Inzwischen ist die Sache auf dem richtigen Weg: Die Bundesregierung verhandelt "beinhart" (so Minister Steinbrück) mit Nokia über einen Sozialplan, damit den Mitarbeitern und ihren Familien geholfen wird einen neuen Job zu finden und die Wartezeit überbrücken zu können. Das ist entscheidend.

Ich stimme Ihnen zu: Leider habe ich keine eigene Handy-Firma, dort hätte ich das sicherlich anders gehandhabt.

Streit ja, wenn es den betroffenen Menschen nützt. Streit nein, wenn es nur um irgendwelche Prinzipien geht.





Permalink 18.01.08 @ 19:35
Kommentar von: Stefan [Besucher]
Interessant ist, dass sich fast alle nur auf die Lohnkosten stürzen und alle anderen Begründungen ausblenden. Dabei scheint es auch andere gute Gründe wie z.B. die Nähe zu Zulieferern zu sein, die insgesamt den Ausschlag gegeben haben. Z.B. finden sich solche Aspekte hier:

http://www.manager-magazin.de/unternehmen/artikel/0,2828,529213,00.html

Ausserdem ist die Frage, ob z.B. die gesamten Abgaben in Rumänien auch nur im Entferntesten an das deutsche Niveau herranreichen. Da wage ich doch mal die Vergleichbarkeit zu bezweifeln.

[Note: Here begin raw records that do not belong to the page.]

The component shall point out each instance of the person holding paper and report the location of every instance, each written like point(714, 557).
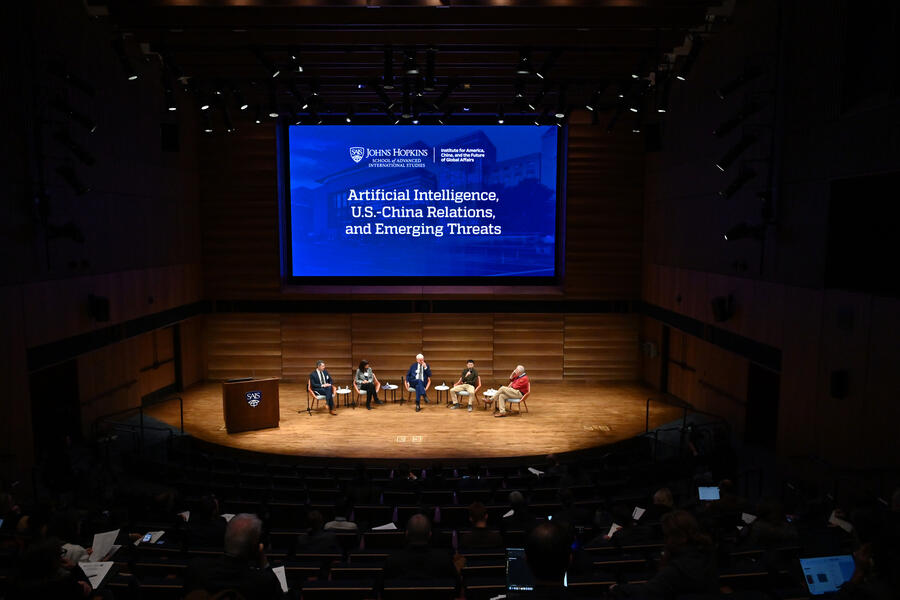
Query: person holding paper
point(367, 382)
point(518, 387)
point(320, 383)
point(418, 378)
point(469, 381)
point(243, 567)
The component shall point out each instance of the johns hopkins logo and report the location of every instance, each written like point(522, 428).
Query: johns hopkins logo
point(253, 398)
point(357, 153)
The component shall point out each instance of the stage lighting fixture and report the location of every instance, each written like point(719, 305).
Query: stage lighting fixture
point(750, 73)
point(743, 230)
point(519, 86)
point(74, 147)
point(732, 188)
point(409, 63)
point(735, 151)
point(696, 45)
point(430, 56)
point(726, 127)
point(407, 105)
point(296, 67)
point(69, 176)
point(60, 104)
point(127, 67)
point(561, 103)
point(239, 100)
point(524, 65)
point(226, 118)
point(388, 77)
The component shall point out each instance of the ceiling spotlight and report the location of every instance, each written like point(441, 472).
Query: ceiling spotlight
point(735, 151)
point(742, 231)
point(561, 103)
point(388, 77)
point(430, 56)
point(409, 63)
point(524, 65)
point(732, 188)
point(296, 67)
point(727, 126)
point(239, 100)
point(127, 67)
point(696, 45)
point(750, 73)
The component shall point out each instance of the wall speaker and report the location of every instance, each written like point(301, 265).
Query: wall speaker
point(98, 308)
point(723, 308)
point(840, 384)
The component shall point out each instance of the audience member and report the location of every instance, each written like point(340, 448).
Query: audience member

Dass die Lohnkosten so deutlich von Seiten Nokia betont wurden, aber derzeit (das mag in Zukunft anders sein, wie man einer Anmerkung in obigen Artikel entnehmen kann) nur 5% der Kosten ausmachen, war natürlich eine Steilvorlage für die Politiker, die nun von ihren eigenen Arbeitsergebnissen ablenken und im Rampenlicht stehen können.

Was in dem Zusammenhang auch an Kommentaren manchmal rüberkommt ist erschreckend - als wenn nur Deutsche Arbeit verdienen und nur Deutsche pünktlich und zuverlässig sind. Auch andere Menschen suchen gute Arbeit und können pünktlich und zuverlässig arbeiten. Und sie können es für weniger Geld tun, weil die eigenen Lebenshaltungskosten (noch) niedriger sind.
Permalink 19.01.08 @ 09:56
Kommentar von: Michael [Besucher]
Henning muß Partei für Nokia ergreifen weil er sonst kein gesponsertes Nokia Handy für "Testzwecke" mehr bekommt, allenfalls noch einen Dummy. Es geht bei der Werksschließung nicht um ein marodes Geschäftsmodell oder unverkäufliche Produkte. Dieses Werk war pofitabel und wird geschlossen um noch mehr Gewinn abzuschöpfen. Nur um das geht es. Ein boykott heißt nicht sofort alles von Nokia zu verbannen aber die Kaufentscheidung in der Zukunft könnte oder sollte eine andere Handymarke sein. Objektiv betrachtet gibt es mehrere Modelle die dem N95 ebenbütig sind zum Teil sogar Überlegen. Der XDA Orbit 2 hat ein internes GPS mit TomTom Navi das sofort funktioniert und nicht erst nach 15 Minuten. Bessere Office Funktionen, längere Ausdauer und ein blitzschnelles W-Lan. Alles zu einem günstigeren Preis wie Nokia. Nokia wird nur von der gekauften Fachpresse immer in den Himmel gehoben. Es gibt genügend ebenbürtige und bessere alternativen zu Nokia. Ein Unternehmen das aus eigenen Willen nicht mehr sozial in der Bevölkerung verwurzelt ist sollte diesen Umstand von der Bevölkerung auch zu spüren bekommen - ohne wenn und aber.
Permalink 19.01.08 @ 11:33
Kommentar von: Alex [Besucher] · http://omegatronic.talkplus.de
Es tut mir wirklich leid für die Nokia mitarbeiter. Aber im Ernst: das kann jeden in Deutschland passieren (ausser Beamte), entweder man bekennt sich zu einer Marktwirtschaft und akzeptiert, dass Firmen schliessen können, oder hält man weiterhin an die Illusion einer lebenslangen Beschäftigungsgarantie. Wichtig wäre, dass wir einen flexiblen Arbeitsmarkt hätten, wo man schnell wieder einen vergleichbaren Arbeitsplatz wieder finden kann.
Permalink 19.01.08 @ 14:40
Kommentar von: Roman [Besucher]
Interessant ist, wie schnell man in Deutschland wieder im Klassenkampf landet.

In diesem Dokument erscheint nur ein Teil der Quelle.